Если в вопросах этики мой названый брат был достаточно щепетилен, то в отношении еды он не церемонился и каждому блюду, которым потчевала его Раджлакшми, отдавал должное. А та заботливо ухаживала за ним, подкладывая одно кушанье за другим. Саньяси же охотно поглощал яства. Я забеспокоился, понимая, что передо мной сидел завзятый гурман, пагубная страсть которого чревата самыми нежелательными последствиями. К тому же трудно сохранять спокойствие, когда видишь, как человек за один присест пытается наверстать все упущенное. Поэтому, когда Раджлакшми снова принялась добавлять ему сладостей, у меня вырвался непроизвольный вздох, такой тяжелый, что оба они, и Раджлакшми, и ее новый родственник, испуганно вздрогнули.
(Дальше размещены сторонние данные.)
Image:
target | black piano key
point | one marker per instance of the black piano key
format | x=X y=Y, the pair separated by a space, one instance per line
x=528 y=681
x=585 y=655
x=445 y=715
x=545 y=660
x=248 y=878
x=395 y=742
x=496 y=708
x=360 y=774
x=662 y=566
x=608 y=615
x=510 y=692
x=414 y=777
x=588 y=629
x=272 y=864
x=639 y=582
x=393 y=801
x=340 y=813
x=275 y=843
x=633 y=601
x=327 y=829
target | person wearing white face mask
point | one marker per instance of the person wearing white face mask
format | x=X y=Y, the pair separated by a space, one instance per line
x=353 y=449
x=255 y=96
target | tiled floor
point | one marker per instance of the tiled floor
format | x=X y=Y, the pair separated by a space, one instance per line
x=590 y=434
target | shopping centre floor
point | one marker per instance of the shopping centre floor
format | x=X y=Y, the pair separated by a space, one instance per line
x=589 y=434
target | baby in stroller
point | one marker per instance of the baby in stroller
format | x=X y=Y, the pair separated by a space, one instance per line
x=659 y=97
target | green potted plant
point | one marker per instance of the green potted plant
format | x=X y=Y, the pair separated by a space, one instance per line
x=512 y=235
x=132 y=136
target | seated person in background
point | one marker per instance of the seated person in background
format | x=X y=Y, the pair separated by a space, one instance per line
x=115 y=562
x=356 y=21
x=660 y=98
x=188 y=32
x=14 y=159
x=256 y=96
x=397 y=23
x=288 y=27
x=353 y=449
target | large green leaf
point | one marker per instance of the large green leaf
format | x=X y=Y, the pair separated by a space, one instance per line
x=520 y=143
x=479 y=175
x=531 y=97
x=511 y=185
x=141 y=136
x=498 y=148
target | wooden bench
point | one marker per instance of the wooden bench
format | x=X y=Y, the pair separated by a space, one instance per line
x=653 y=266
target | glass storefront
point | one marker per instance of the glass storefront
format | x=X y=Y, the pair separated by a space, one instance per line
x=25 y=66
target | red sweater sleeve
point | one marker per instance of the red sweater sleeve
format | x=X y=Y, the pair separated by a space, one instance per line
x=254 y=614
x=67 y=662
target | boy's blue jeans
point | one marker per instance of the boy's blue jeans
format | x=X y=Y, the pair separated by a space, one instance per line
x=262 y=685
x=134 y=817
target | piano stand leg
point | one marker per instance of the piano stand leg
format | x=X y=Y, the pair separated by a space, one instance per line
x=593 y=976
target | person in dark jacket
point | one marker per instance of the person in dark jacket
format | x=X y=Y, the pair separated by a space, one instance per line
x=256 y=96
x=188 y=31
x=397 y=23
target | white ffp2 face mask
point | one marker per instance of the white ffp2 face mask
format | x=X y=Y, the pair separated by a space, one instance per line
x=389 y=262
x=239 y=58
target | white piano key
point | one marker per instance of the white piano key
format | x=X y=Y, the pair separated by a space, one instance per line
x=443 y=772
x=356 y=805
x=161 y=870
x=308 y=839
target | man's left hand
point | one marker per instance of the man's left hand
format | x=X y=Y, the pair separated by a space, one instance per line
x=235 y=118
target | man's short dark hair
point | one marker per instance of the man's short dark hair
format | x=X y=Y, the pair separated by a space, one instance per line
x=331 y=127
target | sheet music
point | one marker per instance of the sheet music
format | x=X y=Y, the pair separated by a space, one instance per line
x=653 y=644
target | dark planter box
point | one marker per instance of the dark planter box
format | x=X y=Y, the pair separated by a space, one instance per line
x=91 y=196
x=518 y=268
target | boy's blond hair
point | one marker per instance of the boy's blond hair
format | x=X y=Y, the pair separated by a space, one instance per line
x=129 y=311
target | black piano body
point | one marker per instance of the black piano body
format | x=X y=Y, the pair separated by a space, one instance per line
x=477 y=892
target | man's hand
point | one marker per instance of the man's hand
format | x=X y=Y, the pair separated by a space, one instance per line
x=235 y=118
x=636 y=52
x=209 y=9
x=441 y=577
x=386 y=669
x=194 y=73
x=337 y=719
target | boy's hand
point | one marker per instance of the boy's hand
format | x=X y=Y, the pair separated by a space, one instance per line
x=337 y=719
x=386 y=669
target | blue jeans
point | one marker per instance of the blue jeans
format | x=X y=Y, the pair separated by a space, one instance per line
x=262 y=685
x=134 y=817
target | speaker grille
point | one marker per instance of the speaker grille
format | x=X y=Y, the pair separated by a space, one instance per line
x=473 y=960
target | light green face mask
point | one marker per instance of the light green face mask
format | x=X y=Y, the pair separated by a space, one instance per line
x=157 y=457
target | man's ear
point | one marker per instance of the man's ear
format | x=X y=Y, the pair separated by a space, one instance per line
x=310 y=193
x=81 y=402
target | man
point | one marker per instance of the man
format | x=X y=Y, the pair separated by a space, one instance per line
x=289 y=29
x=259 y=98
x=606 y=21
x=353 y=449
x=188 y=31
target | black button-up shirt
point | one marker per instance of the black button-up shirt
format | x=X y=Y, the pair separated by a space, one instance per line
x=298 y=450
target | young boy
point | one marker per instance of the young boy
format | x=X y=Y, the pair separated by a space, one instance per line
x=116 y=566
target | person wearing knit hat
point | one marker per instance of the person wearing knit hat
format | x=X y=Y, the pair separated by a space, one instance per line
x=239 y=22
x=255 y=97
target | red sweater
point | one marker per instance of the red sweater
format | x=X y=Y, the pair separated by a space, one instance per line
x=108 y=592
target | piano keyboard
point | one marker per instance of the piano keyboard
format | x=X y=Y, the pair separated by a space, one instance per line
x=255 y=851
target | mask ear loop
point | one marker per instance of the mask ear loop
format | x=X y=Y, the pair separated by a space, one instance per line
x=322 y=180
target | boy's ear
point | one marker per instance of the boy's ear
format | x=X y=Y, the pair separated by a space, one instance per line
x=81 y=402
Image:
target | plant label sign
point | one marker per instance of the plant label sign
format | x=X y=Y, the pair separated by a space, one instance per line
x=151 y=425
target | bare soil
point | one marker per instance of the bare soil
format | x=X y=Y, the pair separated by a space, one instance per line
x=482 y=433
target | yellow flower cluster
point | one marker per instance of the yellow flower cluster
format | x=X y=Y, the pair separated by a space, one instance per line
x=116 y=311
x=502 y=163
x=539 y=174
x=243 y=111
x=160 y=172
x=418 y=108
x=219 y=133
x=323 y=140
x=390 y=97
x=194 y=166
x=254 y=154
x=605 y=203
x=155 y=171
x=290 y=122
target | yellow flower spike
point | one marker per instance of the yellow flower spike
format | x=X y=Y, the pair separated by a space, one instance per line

Раджлакшми повернулась ко мне и озабоченно заметила:
— Ты еще нездоров. Иди отдыхай, зачем тебе сидеть с нами?
Саньяси посмотрел на меня, на нее, перевел взгляд на горшок и смутился.
— Действительно, есть из-за чего сокрушаться,— сказал он.— Оказывается, я все съел.
— Нет, нет, у нас еще много всякой снеди,— живо
возразила Раджлакшми, метнув на меня гневный взгляд. Но в это время подошел Ротон.
— Ма, рисовых хлопьев здесь можно достать сколько угодно,— сказал он ей.— А вот ни молока, ни варенца нет.
Саньяси окончательно сконфузился.
— Я бессовестно злоупотребил вашим гостеприимством,— покаянно пробормотал он, намереваясь встать, но разволновавшаяся Раджлакшми удержала его:
— Святой деверь, ты убъешъ меня, если встанешь. Клянусь тебе, тогда я всю оставшуюся еду выброшу.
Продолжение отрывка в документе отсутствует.